Elizabeth had never thought so little of official language. It made confinement sound reasonable and a waiting room sound like law.

By the time she was allowed to the barred door, the light in the passage had turned gold with late afternoon. Darcy stood inside the chamber with one hand resting near the window frame. He looked tired now in a way the river had not permitted him to look tired before.

He saw her and stepped nearer to the grate.

"Miss Bennet."

"Mr. Darcy."

The iron between them was painted black and already warm from the day. She put one hand to it and wished, not for the first time, that formality were less durable than it was.

"You should have gone home when you were told," he said.

"And you should have come back to a city less fond of printed facts."

His mouth twitched. "A poor choice on my part."

"No.

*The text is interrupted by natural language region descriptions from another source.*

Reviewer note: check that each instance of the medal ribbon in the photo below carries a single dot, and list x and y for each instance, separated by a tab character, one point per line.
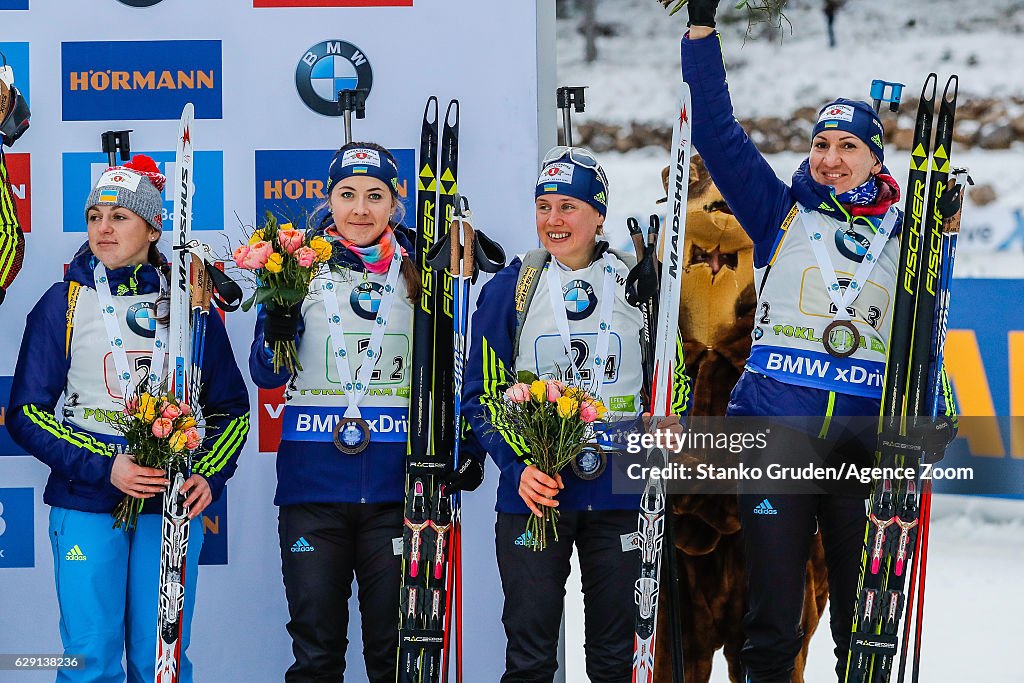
116	337
355	390
843	298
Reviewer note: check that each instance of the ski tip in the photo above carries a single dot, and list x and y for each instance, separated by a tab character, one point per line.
452	115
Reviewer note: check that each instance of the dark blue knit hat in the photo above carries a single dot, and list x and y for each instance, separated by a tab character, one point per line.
364	162
574	173
854	117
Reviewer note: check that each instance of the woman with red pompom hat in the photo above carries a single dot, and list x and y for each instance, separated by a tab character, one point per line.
116	291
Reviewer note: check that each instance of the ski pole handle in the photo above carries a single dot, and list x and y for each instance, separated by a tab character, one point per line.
352	100
636	235
114	140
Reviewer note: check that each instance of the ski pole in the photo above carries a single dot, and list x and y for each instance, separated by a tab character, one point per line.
352	100
115	141
569	97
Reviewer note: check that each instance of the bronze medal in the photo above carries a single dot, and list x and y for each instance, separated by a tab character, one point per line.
351	435
841	339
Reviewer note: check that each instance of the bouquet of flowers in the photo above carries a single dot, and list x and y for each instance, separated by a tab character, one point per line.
555	421
284	260
161	432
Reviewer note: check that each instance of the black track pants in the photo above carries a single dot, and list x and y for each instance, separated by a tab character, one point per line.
322	547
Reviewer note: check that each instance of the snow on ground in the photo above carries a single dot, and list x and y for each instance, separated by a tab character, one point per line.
633	77
972	599
635	179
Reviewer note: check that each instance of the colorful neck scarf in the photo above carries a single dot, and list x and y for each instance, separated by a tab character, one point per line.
862	195
376	257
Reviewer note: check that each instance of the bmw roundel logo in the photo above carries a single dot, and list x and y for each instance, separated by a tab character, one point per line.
141	318
852	245
328	68
366	300
580	299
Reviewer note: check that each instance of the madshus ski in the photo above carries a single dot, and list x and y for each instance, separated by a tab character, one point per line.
428	574
174	528
897	519
195	283
657	297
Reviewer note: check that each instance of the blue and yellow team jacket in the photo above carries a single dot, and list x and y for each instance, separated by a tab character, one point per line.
80	462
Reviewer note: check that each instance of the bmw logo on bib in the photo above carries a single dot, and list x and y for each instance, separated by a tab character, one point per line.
366	300
580	299
141	319
328	68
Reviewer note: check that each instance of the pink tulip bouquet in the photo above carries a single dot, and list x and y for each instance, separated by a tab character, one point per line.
550	422
160	432
283	260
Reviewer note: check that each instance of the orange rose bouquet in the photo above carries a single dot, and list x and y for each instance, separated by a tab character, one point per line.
283	260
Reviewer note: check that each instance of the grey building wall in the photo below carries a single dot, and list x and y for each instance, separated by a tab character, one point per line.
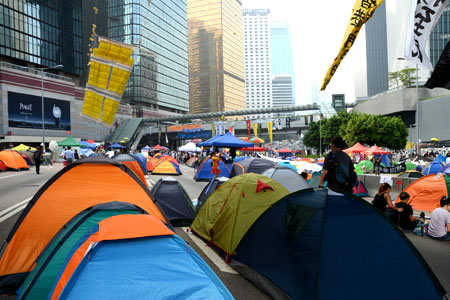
377	52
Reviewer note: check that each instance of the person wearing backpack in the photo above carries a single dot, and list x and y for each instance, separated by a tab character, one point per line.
338	169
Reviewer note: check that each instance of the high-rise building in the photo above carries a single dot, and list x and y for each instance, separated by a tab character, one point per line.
42	34
440	36
258	69
216	56
282	91
281	51
159	80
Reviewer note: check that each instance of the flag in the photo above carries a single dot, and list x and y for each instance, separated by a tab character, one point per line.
269	129
361	13
423	16
255	129
441	74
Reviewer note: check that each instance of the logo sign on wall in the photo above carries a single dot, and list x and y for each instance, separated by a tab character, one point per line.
25	111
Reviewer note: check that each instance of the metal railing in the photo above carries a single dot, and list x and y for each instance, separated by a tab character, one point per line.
34	71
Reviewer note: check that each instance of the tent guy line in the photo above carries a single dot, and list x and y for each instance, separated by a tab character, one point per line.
12	210
220	263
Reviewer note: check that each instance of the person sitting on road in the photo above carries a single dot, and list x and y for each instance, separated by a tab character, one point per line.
382	199
439	227
406	219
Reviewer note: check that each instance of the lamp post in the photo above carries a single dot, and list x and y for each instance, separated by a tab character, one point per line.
42	98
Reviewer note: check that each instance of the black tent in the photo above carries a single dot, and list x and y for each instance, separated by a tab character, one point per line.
174	201
251	165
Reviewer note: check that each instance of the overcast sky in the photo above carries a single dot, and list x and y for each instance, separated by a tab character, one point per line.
317	31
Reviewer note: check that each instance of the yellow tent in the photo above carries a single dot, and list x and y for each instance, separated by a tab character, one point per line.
23	147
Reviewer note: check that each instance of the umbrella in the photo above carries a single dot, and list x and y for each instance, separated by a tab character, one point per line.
256	140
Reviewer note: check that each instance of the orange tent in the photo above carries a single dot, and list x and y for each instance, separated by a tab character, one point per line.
426	192
113	228
13	160
131	162
83	184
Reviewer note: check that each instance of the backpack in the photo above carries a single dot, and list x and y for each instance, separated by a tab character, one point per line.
344	175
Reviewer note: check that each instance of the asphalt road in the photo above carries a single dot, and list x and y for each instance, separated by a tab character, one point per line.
17	188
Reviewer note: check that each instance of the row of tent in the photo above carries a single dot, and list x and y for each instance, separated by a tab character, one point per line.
94	231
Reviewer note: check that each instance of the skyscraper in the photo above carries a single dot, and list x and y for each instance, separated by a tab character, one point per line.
159	80
216	56
281	52
258	83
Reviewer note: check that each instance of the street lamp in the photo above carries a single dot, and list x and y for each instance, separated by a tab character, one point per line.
42	98
417	104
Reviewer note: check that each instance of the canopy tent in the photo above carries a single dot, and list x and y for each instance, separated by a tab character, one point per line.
356	148
70	142
375	150
229	140
116	146
190	147
298	249
23	147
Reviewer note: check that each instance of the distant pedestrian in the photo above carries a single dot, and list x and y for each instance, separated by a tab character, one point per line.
37	156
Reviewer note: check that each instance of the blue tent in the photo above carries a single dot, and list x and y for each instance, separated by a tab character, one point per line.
88	145
116	146
324	245
432	168
204	171
229	140
208	143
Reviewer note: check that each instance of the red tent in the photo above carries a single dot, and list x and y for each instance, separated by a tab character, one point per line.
375	150
357	148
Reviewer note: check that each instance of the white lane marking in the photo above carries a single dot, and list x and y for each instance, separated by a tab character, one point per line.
11	175
12	210
216	259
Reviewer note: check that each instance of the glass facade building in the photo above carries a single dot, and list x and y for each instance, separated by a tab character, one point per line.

A poor choice on theirs, if they imagine me to be obedient."

"That has yet to be tested."

Her fingers closed once on the bars. "You were never in the habit of admitting defeat gracefully."

"I am not defeated."

"No?"

"I am detained."

The distinction was too exact to be dismissed. Even now, in confinement, he preserved his own precision.

The letter in her pocket pressed against her side like a secret with poor manners.

She had not opened it. The very thought of reading it now, while he stood behind iron and the city held him on paper, seemed almost impossible.

Yet she knew it was there, and that knowledge gave her a strange sense of responsibility, as if his words had become part of the room simply by waiting in her possession.

Darcy's gaze dropped, not to her hand, but to the place where the fold of paper must lie beneath her gown.